Several files will be generated in the output directory, you may have interest in the files suffixed by neoantigen.filtered.txt and anno.filtered.txt

  • {prefix}.neoantigen.filtered.txt stores all information of the candidate neantigens:

    Column index Column name Content
    1 chrom1 Chromosome of the 1st breakpoint
    2 pos1 Genommic position of the 1st breakpoint
    3 gene1 Gene name of the 1st breakpoint
    4 transcript_id1 Ensembl transcript ID of the 1st breakpoint
    5 chrom2 Chromosome of the 2nd breakpoint
    6 pos2 Genommic position of the 2nd breakpoint
    7 gene2 Gene name of the 2nd breakpoint
    8 transcript_id2 Ensembl transcript ID of the 2nd breakpoint
    9 svpattern
    10 svtype SV types according to the orientation of junction read. Values: DUP, DEL, TRA, t2tINV, or h2hINV.
    11 frameshift The effect on open reading frame. Values: In-frame, Stop-gain, Stop-loss, Start-loss.
    12 neoantigen Amino acid sequence of the neoantigen
    13 allele HLA allele that binds to the neoantigen
    14 affinity Binding affinity (nM) provided by NetMHCpan
    15 BA_rank BA rank of the binding provided by NetMHCpan
    16 EL_rank EL rank of the binding provided by NetMHCpan. From NetMHCpan4.0, EL rank is the most recommended feature for filtering neoantigens.
  • {prefix}.anno.filtered.txt stores all annotations of the SVs:

    Column index Column name Content
    1 chrom1 Chromosome of the 1st breakpoint.
    2 pos1 Genommic position of the 1st breakpoint.
    3 function1 Location of the 1st breadpoint relative to a gene. Values: Intergenic, Intron, Exon.
    4 gene1 Gene name of the 1st breakpoint.
    5 transcript_id1 Ensembl transcript ID of the 1st breakpoint
    6 strand1 Coding strand of the 1st gene. Values: +, -, None (if intergenic)
    7 transcript_retain1 The part being retained of transcript, I/i indicates intron, E/e indicates exon.
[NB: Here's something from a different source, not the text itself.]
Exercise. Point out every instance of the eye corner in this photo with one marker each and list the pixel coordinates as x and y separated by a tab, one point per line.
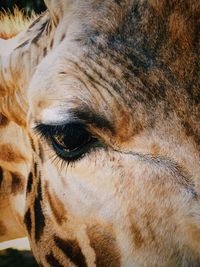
70	141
Upper case means an intact exon/intron, while lower case means the exon/intron is truncated by this SV
    8 chrom2 Chromosome of the 2nd breakpoint
    9 pos2 Genommic position of the 2nd breakpoint
    10 function2 Location of the 1st breadpoint relative to a gene. Values: Intergenic, Intron, Exon.
    11 gene2 Gene name of the 2nd breakpoint
    12 transcript_id2 Ensembl transcript ID of the 2nd breakpoint
    13 strand2 Coding strand of the 2nd gene. Values: +, -, None (if intergenic)
    14 transcript_retain2
    15 svpattern
    16 svtype SV types according to the orientation of junction read. Values: DUP, DEL, TRA, t2tINV, or h2hINV.
    17 fusion Whether this SV can lead to a functional gene fusion. It should be noted that the fusion is not restricted to two-gene fusion.
  • {prefix}.net.in.txt stores the peptides fed to netMHCpan.

  • {prefix}.net.out.txt stores the raw output from netMHCpan.

License

NeoSV is licensed under the terms of MIT license.